Mouna carried with her two large suitcases, stuffed to the extent of tearing. The smuggler advised her (and so did we later) to abandon each other because the road is never easy to cross. We were four men and a lonely girl with Mouna and the three kids. We all had enough reasons to cross the borders illegally from Syria to Turkey. Tareq was officially requested to the army, and so was Gaith, while Zaher ran away before the recall. Every one of us is Syrian and had a choice to enter the border either via Bab Al-Salameh or Bab Al-Hawa, except for Mouna and her children, as they are Palestinian, and they had no other way but the heavy armed ones. For Syrians, a sign copy by the Free Syrian Army on a passport, which means suspending the entrance to the Syrian land again or losing the chances to get to Europe, was more terrifying than facing the Turkish Army bullets. Some of us felt as if he was avoiding two armies by facing a third one.
We continued walking on recently plowed, wet land, one by one forming a straight line, and every one’s velocity with every one’s load determined the space between each two of us. A few moments later, I was not able to see who was in front of me, and who was behind. I also didn’t know who was pushing the other’s hand more, me or Yazan, the boy?! It felt like the land was abandoned by the farmers five minutes after walking, so that the body crosses it faster, then they plowed it back at the seventh minute. They had overrated making the plow tooth, so every step we made looked like getting out of a well, then going down a trench, and finally crossing a wooden board over a land collapse. I was looking for the asphalt road but I couldn’t find it! All I saw was the smuggler with Tareq and the second child, pointing to me to hurry, and when I got there to him he asked me about Mouna. We were at the top of the hill so I went down with Yazan, his brother and Tareq, while the smuggler went back to look for Mouna. He wasn’t too far from us when we heard the sounds of the guns.

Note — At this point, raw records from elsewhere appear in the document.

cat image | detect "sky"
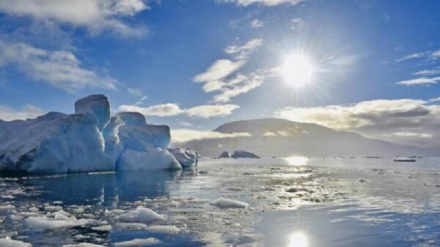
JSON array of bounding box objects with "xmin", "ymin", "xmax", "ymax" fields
[{"xmin": 0, "ymin": 0, "xmax": 440, "ymax": 148}]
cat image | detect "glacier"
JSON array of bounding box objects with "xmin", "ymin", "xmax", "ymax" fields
[{"xmin": 0, "ymin": 94, "xmax": 199, "ymax": 173}]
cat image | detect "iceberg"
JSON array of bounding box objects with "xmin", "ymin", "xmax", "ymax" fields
[
  {"xmin": 0, "ymin": 94, "xmax": 199, "ymax": 173},
  {"xmin": 231, "ymin": 150, "xmax": 260, "ymax": 159},
  {"xmin": 218, "ymin": 151, "xmax": 231, "ymax": 159}
]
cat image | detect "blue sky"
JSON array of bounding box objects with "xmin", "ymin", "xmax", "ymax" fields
[{"xmin": 0, "ymin": 0, "xmax": 440, "ymax": 147}]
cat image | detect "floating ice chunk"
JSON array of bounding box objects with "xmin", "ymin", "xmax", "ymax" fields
[
  {"xmin": 54, "ymin": 210, "xmax": 70, "ymax": 220},
  {"xmin": 210, "ymin": 197, "xmax": 249, "ymax": 208},
  {"xmin": 0, "ymin": 195, "xmax": 15, "ymax": 199},
  {"xmin": 115, "ymin": 238, "xmax": 161, "ymax": 247},
  {"xmin": 231, "ymin": 150, "xmax": 260, "ymax": 159},
  {"xmin": 0, "ymin": 204, "xmax": 15, "ymax": 211},
  {"xmin": 147, "ymin": 226, "xmax": 180, "ymax": 234},
  {"xmin": 24, "ymin": 217, "xmax": 90, "ymax": 230},
  {"xmin": 116, "ymin": 112, "xmax": 147, "ymax": 125},
  {"xmin": 0, "ymin": 238, "xmax": 32, "ymax": 247},
  {"xmin": 117, "ymin": 149, "xmax": 182, "ymax": 171},
  {"xmin": 75, "ymin": 94, "xmax": 110, "ymax": 131},
  {"xmin": 218, "ymin": 151, "xmax": 231, "ymax": 159},
  {"xmin": 119, "ymin": 206, "xmax": 165, "ymax": 224},
  {"xmin": 167, "ymin": 148, "xmax": 199, "ymax": 167}
]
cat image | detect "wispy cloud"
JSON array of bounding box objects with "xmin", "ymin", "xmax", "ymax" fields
[
  {"xmin": 396, "ymin": 52, "xmax": 426, "ymax": 62},
  {"xmin": 213, "ymin": 72, "xmax": 265, "ymax": 103},
  {"xmin": 0, "ymin": 104, "xmax": 45, "ymax": 121},
  {"xmin": 217, "ymin": 0, "xmax": 305, "ymax": 7},
  {"xmin": 171, "ymin": 129, "xmax": 251, "ymax": 143},
  {"xmin": 413, "ymin": 67, "xmax": 440, "ymax": 76},
  {"xmin": 194, "ymin": 59, "xmax": 246, "ymax": 88},
  {"xmin": 274, "ymin": 99, "xmax": 440, "ymax": 147},
  {"xmin": 186, "ymin": 104, "xmax": 239, "ymax": 118},
  {"xmin": 396, "ymin": 77, "xmax": 440, "ymax": 86},
  {"xmin": 225, "ymin": 39, "xmax": 263, "ymax": 61},
  {"xmin": 290, "ymin": 18, "xmax": 306, "ymax": 30},
  {"xmin": 194, "ymin": 39, "xmax": 265, "ymax": 103},
  {"xmin": 118, "ymin": 103, "xmax": 239, "ymax": 119},
  {"xmin": 0, "ymin": 40, "xmax": 117, "ymax": 93},
  {"xmin": 0, "ymin": 0, "xmax": 149, "ymax": 36},
  {"xmin": 251, "ymin": 19, "xmax": 264, "ymax": 28}
]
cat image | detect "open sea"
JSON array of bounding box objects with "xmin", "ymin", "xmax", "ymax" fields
[{"xmin": 0, "ymin": 157, "xmax": 440, "ymax": 247}]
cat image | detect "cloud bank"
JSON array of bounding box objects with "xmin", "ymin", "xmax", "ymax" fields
[
  {"xmin": 171, "ymin": 129, "xmax": 251, "ymax": 143},
  {"xmin": 118, "ymin": 103, "xmax": 239, "ymax": 119},
  {"xmin": 0, "ymin": 0, "xmax": 149, "ymax": 36},
  {"xmin": 274, "ymin": 99, "xmax": 440, "ymax": 147}
]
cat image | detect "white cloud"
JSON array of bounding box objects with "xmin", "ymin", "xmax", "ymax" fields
[
  {"xmin": 118, "ymin": 103, "xmax": 184, "ymax": 117},
  {"xmin": 274, "ymin": 99, "xmax": 440, "ymax": 148},
  {"xmin": 384, "ymin": 131, "xmax": 432, "ymax": 138},
  {"xmin": 428, "ymin": 97, "xmax": 440, "ymax": 103},
  {"xmin": 194, "ymin": 39, "xmax": 265, "ymax": 103},
  {"xmin": 194, "ymin": 59, "xmax": 245, "ymax": 82},
  {"xmin": 213, "ymin": 72, "xmax": 265, "ymax": 103},
  {"xmin": 251, "ymin": 19, "xmax": 264, "ymax": 28},
  {"xmin": 127, "ymin": 87, "xmax": 144, "ymax": 97},
  {"xmin": 186, "ymin": 105, "xmax": 239, "ymax": 118},
  {"xmin": 396, "ymin": 77, "xmax": 440, "ymax": 86},
  {"xmin": 0, "ymin": 40, "xmax": 117, "ymax": 92},
  {"xmin": 171, "ymin": 129, "xmax": 251, "ymax": 143},
  {"xmin": 413, "ymin": 67, "xmax": 440, "ymax": 76},
  {"xmin": 396, "ymin": 52, "xmax": 426, "ymax": 62},
  {"xmin": 118, "ymin": 103, "xmax": 239, "ymax": 119},
  {"xmin": 225, "ymin": 39, "xmax": 263, "ymax": 60},
  {"xmin": 290, "ymin": 18, "xmax": 306, "ymax": 30},
  {"xmin": 217, "ymin": 0, "xmax": 305, "ymax": 7},
  {"xmin": 0, "ymin": 104, "xmax": 45, "ymax": 121},
  {"xmin": 0, "ymin": 0, "xmax": 149, "ymax": 36},
  {"xmin": 431, "ymin": 50, "xmax": 440, "ymax": 59}
]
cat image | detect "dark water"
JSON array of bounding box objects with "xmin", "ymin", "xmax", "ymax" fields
[{"xmin": 0, "ymin": 159, "xmax": 440, "ymax": 247}]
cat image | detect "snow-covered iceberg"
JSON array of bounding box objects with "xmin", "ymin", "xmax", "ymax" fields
[
  {"xmin": 218, "ymin": 151, "xmax": 231, "ymax": 159},
  {"xmin": 231, "ymin": 150, "xmax": 260, "ymax": 159},
  {"xmin": 0, "ymin": 94, "xmax": 198, "ymax": 173}
]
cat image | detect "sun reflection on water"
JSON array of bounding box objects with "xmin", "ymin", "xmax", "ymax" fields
[
  {"xmin": 287, "ymin": 232, "xmax": 309, "ymax": 247},
  {"xmin": 284, "ymin": 156, "xmax": 309, "ymax": 166}
]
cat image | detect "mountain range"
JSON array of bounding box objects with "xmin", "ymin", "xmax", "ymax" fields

That night, Turkish soldiers were shooting on us so much to the extent that we had to run like gazelles away from a monster. I ran grabbing Yazan as if I tore his arm from the shoulder, carrying one of his mother’s suitcases which she said had all she owned in her life in it, and carrying all I had in my own life on my backpack. A Turkish soldier shouted in Turkish, and Yazan cried in Arabic, while my heart almost jumped out of place and beat strongly in no language. I threw Mouna’s life, the hidden treasure in the large suitcase, hoping I could get faster, so it fell with Yazan who was faster than me to fall and stand up again. As we continued running again, some olive trees so close to each other suddenly struck my face, falling down between two of them. Yazan lied down to my left, and until this time, I don’t know how the little Hala was lying on my right too.
The Turkish soldier couldn’t see us, though he was shooting. I tried to freeze Yazan and Hala’s movement with my arms and asked them to breathe quietly. The soldier was shooting on or above us or even close to us! We would have known if he targeted us whether he wanted to kill us or just drive us crazy. With every new bullet, Hala’s cries got clearer. She was frightened, looking at me as if I wasn’t a stranger she just met a half an hour ago. I felt Yazan’s heartbeats through his back, and I felt mine through each vein in my body. With my rapid beats I could get up and I said “Oh Allah .. Oh Allah”, surrendering at probably the most honest time in my life. I couldn’t feel the time going on anymore and I didn’t know how much time we spent till then. I asked the two kids to walk towards the Turkish soldier on their own, as I supposed that he had their mother, and as he supposed that he had more bullets nearby. I realised how mean I was as Hala was begging me to stay with her. I breathed rapidly through my mouth and tasted the sand stuck into my teeth, and directly said to the children: “We’re giving up now”. They had nothing to say.